The energy producer has been struggling for years, and low oil prices have put serious pressure on its balance sheet. Management has responded forcefully, eliminating the company’s dividend, cutting staff, and renegotiating debt covenants.
Most significantly, Penn West has sold numerous assets, which isn’t an easy thing to do in this environment. And it’s clear that more needs to be done on this front.
So, what exactly are the company’s chances?
Two big sales
In its latest corporate presentation, Penn West lists seven different “non-core” asset areas, which together produce 34,000 barrels of oil equivalent per day (boe/d).
And in the past three weeks, two of these have been sold off. First came the Mitsue assets, which were sold in mid-September for nearly $200 million, or nearly $43,000 per boe/d of production.
Then on Thursday, Penn West announced the sale of its working interest in its Weyburn properties. Again the price tag was roughly $200 million, but Weyburn is a much smaller asset. Thus the sale price equals just over $80,000 per boe/d.

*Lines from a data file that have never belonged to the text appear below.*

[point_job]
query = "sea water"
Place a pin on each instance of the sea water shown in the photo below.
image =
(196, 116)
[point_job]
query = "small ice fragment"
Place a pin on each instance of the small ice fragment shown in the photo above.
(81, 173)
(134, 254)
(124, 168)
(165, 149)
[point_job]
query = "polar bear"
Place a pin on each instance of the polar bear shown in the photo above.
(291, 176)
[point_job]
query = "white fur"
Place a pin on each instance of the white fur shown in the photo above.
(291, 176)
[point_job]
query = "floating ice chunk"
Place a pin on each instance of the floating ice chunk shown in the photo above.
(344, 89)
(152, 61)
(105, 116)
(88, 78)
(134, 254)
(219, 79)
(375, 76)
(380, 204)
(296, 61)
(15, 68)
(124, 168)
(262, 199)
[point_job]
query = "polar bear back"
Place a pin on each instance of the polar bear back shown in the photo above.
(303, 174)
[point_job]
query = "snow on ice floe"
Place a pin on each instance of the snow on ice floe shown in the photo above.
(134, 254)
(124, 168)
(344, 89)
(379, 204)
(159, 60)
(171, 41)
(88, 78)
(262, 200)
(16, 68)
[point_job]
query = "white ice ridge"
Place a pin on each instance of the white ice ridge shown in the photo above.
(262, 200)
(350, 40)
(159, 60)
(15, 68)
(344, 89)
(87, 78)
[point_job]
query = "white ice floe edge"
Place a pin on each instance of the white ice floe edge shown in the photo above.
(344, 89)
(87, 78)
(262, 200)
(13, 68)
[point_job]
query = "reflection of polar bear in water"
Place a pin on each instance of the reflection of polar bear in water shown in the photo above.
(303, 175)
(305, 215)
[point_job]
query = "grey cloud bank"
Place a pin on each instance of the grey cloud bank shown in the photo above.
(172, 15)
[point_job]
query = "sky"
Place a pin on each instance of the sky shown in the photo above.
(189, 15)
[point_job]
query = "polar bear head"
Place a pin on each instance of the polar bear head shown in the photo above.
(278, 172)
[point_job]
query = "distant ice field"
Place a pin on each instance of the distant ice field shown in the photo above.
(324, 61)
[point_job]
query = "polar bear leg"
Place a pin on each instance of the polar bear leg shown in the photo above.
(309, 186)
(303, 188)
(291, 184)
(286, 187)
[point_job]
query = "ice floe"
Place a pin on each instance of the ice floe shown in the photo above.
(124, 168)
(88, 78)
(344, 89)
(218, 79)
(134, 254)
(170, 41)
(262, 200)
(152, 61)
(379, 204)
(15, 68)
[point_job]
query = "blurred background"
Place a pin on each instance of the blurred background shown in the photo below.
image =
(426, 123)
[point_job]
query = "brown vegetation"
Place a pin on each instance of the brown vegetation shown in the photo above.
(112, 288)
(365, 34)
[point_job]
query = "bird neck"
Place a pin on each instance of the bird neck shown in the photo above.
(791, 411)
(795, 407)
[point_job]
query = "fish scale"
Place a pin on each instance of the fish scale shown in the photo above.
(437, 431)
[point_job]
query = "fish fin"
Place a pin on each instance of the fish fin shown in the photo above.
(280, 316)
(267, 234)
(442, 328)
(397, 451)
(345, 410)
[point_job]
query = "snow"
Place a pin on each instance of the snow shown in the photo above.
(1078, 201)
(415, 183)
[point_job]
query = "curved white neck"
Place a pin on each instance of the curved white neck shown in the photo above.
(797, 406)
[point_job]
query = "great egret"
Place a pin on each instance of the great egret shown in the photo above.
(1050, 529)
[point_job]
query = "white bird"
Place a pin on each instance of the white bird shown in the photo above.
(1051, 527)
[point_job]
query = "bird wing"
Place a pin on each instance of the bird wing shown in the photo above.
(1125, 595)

This doesn’t mean all of Penn West’s assets can be sold for such a steep multiple. Weyburn is located in Saskatchewan, which tends to have much better economics for oil producers than Alberta does. And practically all of Penn West’s remaining properties (both core and non-core) are located in Alberta.
Yet these asset sales are still a very hopeful sign. Penn West’s shares jumped on the news, something that was certainly warranted.
Will this be enough?
The transactions should bring Penn West’s net debt down to about $1.8 billion, still a very big number for a company worth $337 million.
If the company were to sell its remaining properties for $40,000 per boe/d, this would reduce its net debt by a further $1.1 billion. That would still leave the company with more than twice as much debt as market value.
And Penn West may not get such a good price for its non-core assets, especially if oil prices continue to languish. So for now, the odds are against the company.
But if oil prices turn the right way, then the sky is the limit for Penn West and its stock price. At under $0.70 per share, the company trades for well under $40,000 per boe/d, even after factoring in all that debt. Thus if you’re confident about oil prices, or are looking to spice up your portfolio, you may want to consider a small stake in Penn West.